Vincent writes that the only white he wanted in the painting was the reflection in the mirror. As he puts it, the fourth pair of complementary colours, white and black, is represented by the mirror and its frame. At present, this effect is cancelled out by the abundance of white in the walls.
Impression of the original colours

Impression of the original colours of The Bedroom.
Cool and warm colours
The reconstruction shows the logic of the original colour scheme, based on a single, dominant primary colour and the interplay of mutually reinforcing, complementary secondary colours, both warm and cool.
The cool colours:
Purple (violet) – walls
Terracotta – floor
Lime green – sheets and pillow
Emerald green – window frame
The warm colours:
Scarlet – blanket
Chrome yellow – bed
Ultramarine – door frames
Van Gogh also uses a range of blues, such as cool Prussian blue, tending towards green, and warm cobalt blue, inclining towards red. Combined with white and the warm but unstable pigment known as geranium lake, which was a favourite of Van Gogh’s, cobalt blue gives a beautiful violet-purple hue.

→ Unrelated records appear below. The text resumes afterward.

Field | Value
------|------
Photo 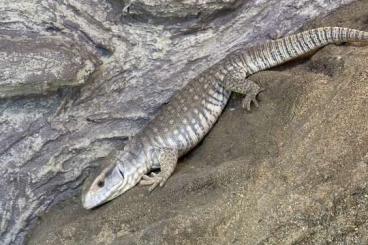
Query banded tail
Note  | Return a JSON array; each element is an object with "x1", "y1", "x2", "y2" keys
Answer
[{"x1": 242, "y1": 27, "x2": 368, "y2": 74}]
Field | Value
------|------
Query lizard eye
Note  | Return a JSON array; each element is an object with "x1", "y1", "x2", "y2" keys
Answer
[
  {"x1": 97, "y1": 180, "x2": 105, "y2": 188},
  {"x1": 118, "y1": 168, "x2": 124, "y2": 178}
]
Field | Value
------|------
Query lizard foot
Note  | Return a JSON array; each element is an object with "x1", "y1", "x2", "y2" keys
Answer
[
  {"x1": 242, "y1": 83, "x2": 264, "y2": 111},
  {"x1": 139, "y1": 173, "x2": 168, "y2": 192}
]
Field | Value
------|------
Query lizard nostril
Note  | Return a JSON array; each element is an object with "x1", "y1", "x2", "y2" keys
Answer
[{"x1": 97, "y1": 180, "x2": 105, "y2": 188}]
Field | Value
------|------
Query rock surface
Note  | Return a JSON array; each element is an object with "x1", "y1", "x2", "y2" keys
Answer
[
  {"x1": 29, "y1": 1, "x2": 368, "y2": 244},
  {"x1": 0, "y1": 0, "x2": 366, "y2": 244}
]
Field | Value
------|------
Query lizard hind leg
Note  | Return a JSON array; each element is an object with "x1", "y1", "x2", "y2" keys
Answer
[
  {"x1": 242, "y1": 79, "x2": 264, "y2": 111},
  {"x1": 139, "y1": 148, "x2": 178, "y2": 192}
]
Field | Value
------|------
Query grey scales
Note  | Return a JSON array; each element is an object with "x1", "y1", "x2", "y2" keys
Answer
[{"x1": 82, "y1": 27, "x2": 368, "y2": 209}]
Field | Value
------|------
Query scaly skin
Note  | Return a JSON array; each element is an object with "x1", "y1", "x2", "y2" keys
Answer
[{"x1": 82, "y1": 27, "x2": 368, "y2": 209}]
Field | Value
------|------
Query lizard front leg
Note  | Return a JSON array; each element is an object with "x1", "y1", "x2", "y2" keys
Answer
[
  {"x1": 222, "y1": 74, "x2": 263, "y2": 111},
  {"x1": 139, "y1": 148, "x2": 178, "y2": 191}
]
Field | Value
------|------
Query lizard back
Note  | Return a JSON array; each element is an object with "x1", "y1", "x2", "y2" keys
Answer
[{"x1": 141, "y1": 68, "x2": 231, "y2": 156}]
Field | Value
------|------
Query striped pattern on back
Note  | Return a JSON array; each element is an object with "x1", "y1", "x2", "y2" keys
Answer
[
  {"x1": 142, "y1": 74, "x2": 230, "y2": 156},
  {"x1": 137, "y1": 27, "x2": 368, "y2": 167}
]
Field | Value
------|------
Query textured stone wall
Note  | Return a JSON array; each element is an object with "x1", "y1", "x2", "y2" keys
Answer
[{"x1": 0, "y1": 0, "x2": 352, "y2": 244}]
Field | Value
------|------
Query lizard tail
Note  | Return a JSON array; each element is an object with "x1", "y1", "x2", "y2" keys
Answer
[{"x1": 242, "y1": 27, "x2": 368, "y2": 73}]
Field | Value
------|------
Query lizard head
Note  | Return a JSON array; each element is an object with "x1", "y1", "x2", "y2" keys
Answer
[
  {"x1": 82, "y1": 164, "x2": 127, "y2": 209},
  {"x1": 82, "y1": 147, "x2": 143, "y2": 209}
]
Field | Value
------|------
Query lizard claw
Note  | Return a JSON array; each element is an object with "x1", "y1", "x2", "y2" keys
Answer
[{"x1": 242, "y1": 84, "x2": 264, "y2": 111}]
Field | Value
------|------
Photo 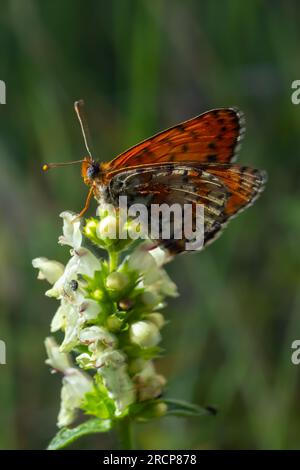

Leading part for the blanket and the bed
The central colour in the painting is red, which Van Gogh applied quite thickly. Around this primary colour revolve several others, most of them complementary and secondary: cool purple (composed of red, white and blue), warm yellow and various warm and cool hues of green (composed of blue and yellow).
The eye is first drawn to the red blanket – which is currently a cool, discoloured red, comparable to Cadmium Red Dark – embedded in the warm yellow of the bed frame. The floor and the furniture are linked by their yellow and red elements and form the warm part of the scene. The distinct benefit is that, as a group, these elements clearly project themselves into the foreground and form the basis of the composition.
The walls and doors are a cooler variation on the pink of the floor and seem to embrace the foreground. At this stage the function of the green window, ensconced in the violet, becomes apparent. Green is complementary to the primary colour red. Because green is composed of the other two primary colours, red and green reinforce each other and are often used in combination.
Against the faded blue-white of the walls in the painting in its present state, the green window frame is much too heavy and isolated. It seems to float free of the wall, drawn to the red blanket and the green lines at the foot of the bed. The violet of the walls in the reconstruction reveals the warm light entering the room from outdoors, softened by the shutters. This effect is currently overpowered by the bright bluish-white in the walls, which resembles a primary colour. The reconstruction restores Van Gogh’s small, warm room in an old house with thick walls in the sun-drenched south of France.
Thanks to the latest technology and, even more importantly, to collaboration between the various disciplines that study art and colour, we can now see and understand the artist’s work in the way he most probably intended. For me as a painter, knowledge of the original materials is an absolute necessity before I can form an opinion about a painting or offer an art-historical interpretation. Vincent would be greatly relieved to know that his intentions are now visible once again.